Monday, March 31, 2003

The Wind-Up Bird Chronicle - Haruki Murakami

I finished reading this book on Friday. It is a really good book. Really REALLY good.

The plot is long, twisted, convoluted and fantastic. Here is a brief description. The main character, and our narrator, Toru Okada recently quits his job and loses his cat (these 2 events are not related). Then he befriends a 16 year old girl and his wife leaves him (these 2 events are not also not related.) He then meets 2 psychic sisters and gets a visit from an old friend of another psychic, who used to be a solider (these 2 events are too, not related).

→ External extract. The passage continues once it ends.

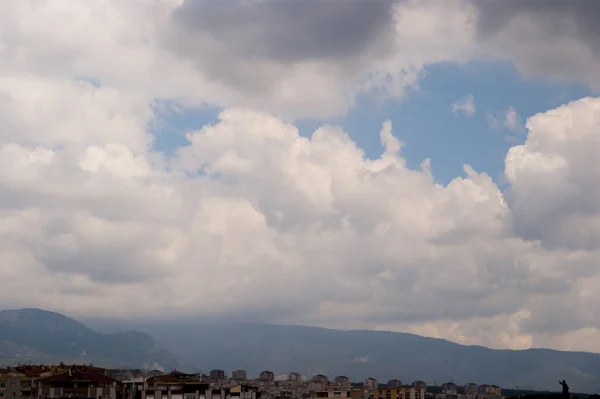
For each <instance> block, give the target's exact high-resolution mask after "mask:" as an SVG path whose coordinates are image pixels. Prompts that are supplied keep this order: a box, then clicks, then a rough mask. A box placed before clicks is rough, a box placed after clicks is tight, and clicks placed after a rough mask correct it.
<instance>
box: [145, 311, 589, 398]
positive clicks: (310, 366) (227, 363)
mask: <svg viewBox="0 0 600 399" xmlns="http://www.w3.org/2000/svg"><path fill="white" fill-rule="evenodd" d="M138 328H140V329H143V330H145V331H147V332H149V333H151V334H152V335H153V336H155V337H156V338H157V340H158V341H159V342H161V344H163V345H164V346H165V347H166V348H168V349H169V350H170V351H172V352H173V353H175V354H176V355H178V356H179V357H180V358H181V359H182V360H184V361H186V362H189V363H193V364H195V365H197V366H199V367H201V368H202V369H203V370H209V369H211V368H221V369H224V370H227V371H231V370H233V369H236V368H242V369H246V370H247V371H248V373H249V375H254V376H256V375H258V373H259V372H260V371H261V370H263V369H269V370H272V371H274V372H275V373H283V372H291V371H296V372H300V373H302V374H305V375H314V374H317V373H322V374H325V375H328V376H329V377H330V378H333V377H334V376H335V375H347V376H349V377H350V378H351V379H352V380H354V381H361V380H364V379H365V378H366V377H375V378H378V379H379V380H380V381H387V380H389V379H392V378H398V379H400V380H402V381H404V382H411V381H413V380H417V379H423V380H425V381H427V382H428V383H429V384H432V385H433V384H434V382H437V384H441V383H444V382H448V381H451V380H454V381H455V382H457V383H461V384H464V383H467V382H475V383H479V384H484V383H488V384H497V385H500V386H502V387H504V388H515V387H517V386H518V387H519V388H520V389H538V390H551V391H556V390H558V389H559V388H560V386H559V385H558V382H557V380H558V379H566V380H567V381H568V383H569V385H570V387H571V390H572V391H574V392H590V393H592V392H600V355H599V354H594V353H584V352H561V351H555V350H548V349H531V350H522V351H512V350H494V349H488V348H484V347H480V346H464V345H459V344H456V343H453V342H450V341H446V340H442V339H434V338H425V337H421V336H418V335H413V334H405V333H395V332H381V331H338V330H329V329H324V328H316V327H300V326H277V325H259V324H221V325H201V324H198V325H191V324H189V323H185V324H184V323H181V324H174V323H172V322H171V323H169V324H168V325H162V326H161V325H154V326H152V325H145V326H138Z"/></svg>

Then there is the intense, dislikeable brother-in-law, dry wells, tennis shoes, people skinned alive, shooting tigers in zoos, submarines, wig making factories, baseball bats, jellyfish, Cutty Sark, motorbike accidents, prostitutes, water, the wind-up bird... plus more psychic fashion designers, prisoners of war, traitors, bluish marks, darkness, secret missions, red vinyl hats... (and none of these thing are related, or perhaps all these events ARE all related...).

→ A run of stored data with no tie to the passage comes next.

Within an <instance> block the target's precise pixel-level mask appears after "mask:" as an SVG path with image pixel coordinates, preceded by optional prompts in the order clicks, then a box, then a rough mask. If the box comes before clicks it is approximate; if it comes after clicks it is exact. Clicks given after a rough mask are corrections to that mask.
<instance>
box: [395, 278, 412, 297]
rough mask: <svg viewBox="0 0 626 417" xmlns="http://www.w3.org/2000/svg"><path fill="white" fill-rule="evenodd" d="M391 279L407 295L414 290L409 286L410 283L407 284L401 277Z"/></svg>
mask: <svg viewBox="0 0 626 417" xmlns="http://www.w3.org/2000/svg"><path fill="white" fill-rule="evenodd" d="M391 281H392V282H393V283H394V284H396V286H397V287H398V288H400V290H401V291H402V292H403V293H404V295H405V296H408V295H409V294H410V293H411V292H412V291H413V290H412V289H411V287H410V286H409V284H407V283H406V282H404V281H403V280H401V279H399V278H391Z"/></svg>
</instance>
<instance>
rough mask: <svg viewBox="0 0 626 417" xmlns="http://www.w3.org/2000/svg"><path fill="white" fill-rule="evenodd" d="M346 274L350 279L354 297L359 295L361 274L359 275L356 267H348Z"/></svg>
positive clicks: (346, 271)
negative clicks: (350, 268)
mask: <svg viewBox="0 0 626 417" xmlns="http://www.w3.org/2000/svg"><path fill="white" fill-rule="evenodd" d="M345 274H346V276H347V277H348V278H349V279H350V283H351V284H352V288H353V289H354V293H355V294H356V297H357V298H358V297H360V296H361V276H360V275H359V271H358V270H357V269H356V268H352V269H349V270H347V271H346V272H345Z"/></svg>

Murakami writes this labyrinth tale very much like a hard boil detective novel. The everyman stating everything as a matter of fact with mysterious people coming and go telling foreboding tales, twist and turns and shady pasts, and things that just "happen". Murakami goes from the mundane, such as cooking spaghetti to fantasy, where men have no faces and fresh scalps hang from the roof, and also blurs the line between them, such as grotesque torture scene and the executions. It's many greats stories, linked with many disparate real, unreal characters all inhabiting this real, unreal world created by Murakami. Just thinking about the setting of the book (suburban Tokyo, factory in the mountains, Mongolian desert, Siberian concentration camp, Manchuria, Malta... and alongside these "real" places, there are also dreamt hotels, bars and restaurants...) is enough to confuse. Some of the characters say they are frustrated with their own inability to convey what they mean, what they really want to say. That is exactly how I feel when describing this book. All the images, characters, stories just balance on top of your head, not in any logical order, but somehow, mysteriously connected.

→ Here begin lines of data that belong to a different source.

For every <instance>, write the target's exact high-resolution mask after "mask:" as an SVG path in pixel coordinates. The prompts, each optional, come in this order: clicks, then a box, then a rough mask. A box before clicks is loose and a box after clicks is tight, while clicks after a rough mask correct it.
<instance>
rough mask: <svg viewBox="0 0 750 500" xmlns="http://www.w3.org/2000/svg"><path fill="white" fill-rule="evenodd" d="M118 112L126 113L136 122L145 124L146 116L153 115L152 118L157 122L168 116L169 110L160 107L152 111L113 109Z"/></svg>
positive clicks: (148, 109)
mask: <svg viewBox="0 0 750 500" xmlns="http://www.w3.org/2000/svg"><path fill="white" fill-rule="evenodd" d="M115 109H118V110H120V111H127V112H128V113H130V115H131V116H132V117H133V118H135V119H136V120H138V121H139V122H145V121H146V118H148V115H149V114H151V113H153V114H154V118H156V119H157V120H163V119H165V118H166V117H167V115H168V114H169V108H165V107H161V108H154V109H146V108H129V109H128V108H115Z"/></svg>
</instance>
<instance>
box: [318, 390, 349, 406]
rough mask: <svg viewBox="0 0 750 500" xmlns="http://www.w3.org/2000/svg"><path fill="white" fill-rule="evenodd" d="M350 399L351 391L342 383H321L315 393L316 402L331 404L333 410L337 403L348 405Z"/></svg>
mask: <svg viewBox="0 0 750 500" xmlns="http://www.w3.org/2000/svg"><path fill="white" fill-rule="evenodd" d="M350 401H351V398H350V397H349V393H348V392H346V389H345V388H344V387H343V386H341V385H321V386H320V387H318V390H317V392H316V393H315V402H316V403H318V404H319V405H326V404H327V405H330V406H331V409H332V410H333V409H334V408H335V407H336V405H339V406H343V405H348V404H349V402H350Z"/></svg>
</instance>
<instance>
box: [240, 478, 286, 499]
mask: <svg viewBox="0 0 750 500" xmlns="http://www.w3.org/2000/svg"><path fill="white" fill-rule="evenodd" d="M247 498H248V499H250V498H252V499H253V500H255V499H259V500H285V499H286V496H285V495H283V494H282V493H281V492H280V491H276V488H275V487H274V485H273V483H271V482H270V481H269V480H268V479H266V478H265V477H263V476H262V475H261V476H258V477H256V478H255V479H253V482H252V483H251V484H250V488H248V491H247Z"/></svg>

I knew about two thirds into this book, it'd wouldn't understand it fully, and would have to re-read it again to fully appreciate it. I don't mind. In fact I'll relish it. A young girl ponders, why is it when you put rice pudding mix into the microwave rice pudding comes out? Why is it never macaroni cheese? That is what reading this books is like. It feels like Murakami has put in one thing, and I've come out with something totally unfamiliar. It is daunting, complex, simple and wonderful.